We are unable to agree that an initial determination of the community spouse's income and resources is insufficient to satisfy the provisions of the Social Services Law and that the complaint is therefore defective.   Section 366(3)(a) of the Social Services Law provides:

Medical assistance shall be furnished to applicants in cases where, although such applicant has a responsible relative with sufficient income and resources to provide medical assistance as determined by the regulations of the department, the income and resources of the responsible relative are not available to such applicant because of the absence of such relative or the refusal or failure of such relative to provide the necessary care and assistance.   In such cases, however, the furnishing of such assistance shall create an implied contract with such relative, and the cost thereof may be recovered from such relative in accordance with title six of article three and other applicable provisions of law.

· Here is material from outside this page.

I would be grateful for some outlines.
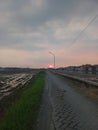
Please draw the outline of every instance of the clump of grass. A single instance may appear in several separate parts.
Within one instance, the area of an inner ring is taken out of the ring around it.
[[[40,72],[20,98],[7,109],[0,121],[0,130],[35,130],[45,73]]]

 Since “the furnishing of such assistance” to an applicant who has a “responsible relative with sufficient income and resources ․ as determined by the regulations of the department” who has failed or refused to provide assistance “create[s] an implied contract with such relative,” the implied contract is created at the time the responsible relative refuses to make his or her income and/or resources available to provide care for the institutionalized spouse.   A contrary interpretation would engraft on to the statute a requirement that DSS make continual reassessments of the responsible spouse's ability to pay.

 Here, DSS's right to recover accrued and the implied contract with defendant was created when she refused to make her income and resources available for her husband's support, at the approximate time that DSS examined her income and resources and found that she was sufficiently able to pay for her husband's care.   At no time did defendant either challenge the DSS's assessment (see, Social Services Law § 366-c [8][a], [b] and [c]) or respond to the letters sent in 1994 and 1995 advising her that legal action would be taken if she failed to respond.

The question presented in Matter of Estate of Craig, supra, 82 N.Y.2d 388, 604 N.Y.S.2d 908, 624 N.E.2d 1003, was whether the Wayne County Department of Social Services could recoup Medicaid payments provided to a man whose wife, at the time the payments were made, and for the balance of her life, lacked sufficient means to be considered a responsible relative.   The wife's estate, however, consisted of assets in excess of the amount of Medicaid payments made on behalf of the husband.   The Court of Appeals held that “[n]o express, implied or statutory obligation devolved on [the wife's] estate in these circumstances, for she concededly had insufficient means and resources at the time of the accrual of the Medicaid bill for her husband.”  (82 N.Y.2d at 394, 604 N.Y.S.2d 908, 624 N.E.2d 1003.)   While defendant relies on the Court's statement in Craig that a “ ‘responsible relative’․ is determined by the sufficient ability to pay at the time the expenses are incurred” (at 392, 604 N.Y.S.2d 908, 624 N.E.2d 1003), this statement does not stand for the broad proposition that DSS must continue to monitor the responsible relative's ability throughout the period care is provided where its right to recover accrued upon the community spouse's refusal to support the institutionalized spouse.

Defendant's reliance on Matter of Steuben County Dept. of Social Services v. Deats, supra, 76 N.Y.2d 451, 560 N.Y.S.2d 404, 560 N.E.2d 760 is similarly misplaced.   In that case, the Steuben County Department sought to recover from an unwed father for medical care of both the mother and child in connection with the birth.   As was the case in Matter of Estate of Craig, there was no refusal to pay on the part of the responsible party, and it was undisputed that he was without sufficient income and resources at the time the expenses were incurred.

Reargument granted, and upon reargument, the Decision and Order of this Court entered herein on September 7, 2000 is hereby recalled and vacated.   See M-5984 and M-6976 decided simultaneously herewith.